- Decades:: 1890s; 1900s; 1910s; 1920s;
- See also:: Other events of 1913 List of years in the Ottoman Empire

= 1913 in the Ottoman Empire =

The following lists events that happened during 1913 in the Ottoman Empire.

==Incumbents==
- Sultan: Mehmed V
- Grand Vizier:
  - until January 23: Kâmil Pasha
  - January 23-June 11: Mahmud Shevket Pasha
  - starting June 12: Said Halim Pasha

==Events==
===January===
- January 14 - The London Peace Conference ended as the Balkan states and the Ottoman Empire were unable to reach an agreement in negotiations.
- January 15 - The Ottoman battle cruiser Medjidie attacked and sank the Greek merchant ship Macedonia, which had been armed for use as a troop transport.
- January 17 - The six European powers sent a joint note advising the Ottoman Empire to surrender Adrianople and the Aegean Islands.
- January 20 - Bulgaria, Serbia and Montenegro presented an ultimatum to the Ottoman Empire, giving the Turks 14 days to make a favorable reply to their demands or face a resumption of war.
- January 22 - The Ottoman Grand Council voted to surrender Edirne to the Balkan Allies and to accept the other demands for peace, including ceding its Aegean islands and Edirne.
- January 23 - Raid on the Sublime Porte: Members of the Committee of Union and Progress under Enver Bey forced Grand Vizier Kâmil Pasha, of the rival Freedom and Accord Party, to resign at gunpoint, with Mahmud Shevket Pasha being made the new premier.

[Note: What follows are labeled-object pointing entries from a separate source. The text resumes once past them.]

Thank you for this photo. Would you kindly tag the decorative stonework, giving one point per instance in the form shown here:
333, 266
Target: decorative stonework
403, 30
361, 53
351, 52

Naval Minister Nazım Pasha was shot and killed in unclear circumstances as he confronted the mob outside the Council Chambers.
- January 28 - The Young Turks council of the Committee of Union and Progress voted unanimously to fight the surrender of Edirne and the Aegean islands, in accordance with the demands of the new leader, Enver Bey.
- January 30 - The Ottoman Empire replied to the ultimatum of the Great Powers at the end of the First Balkan War and agreed to give up most of Edirne except for the Muslim shrines, but it refused to surrender its Aegean islands.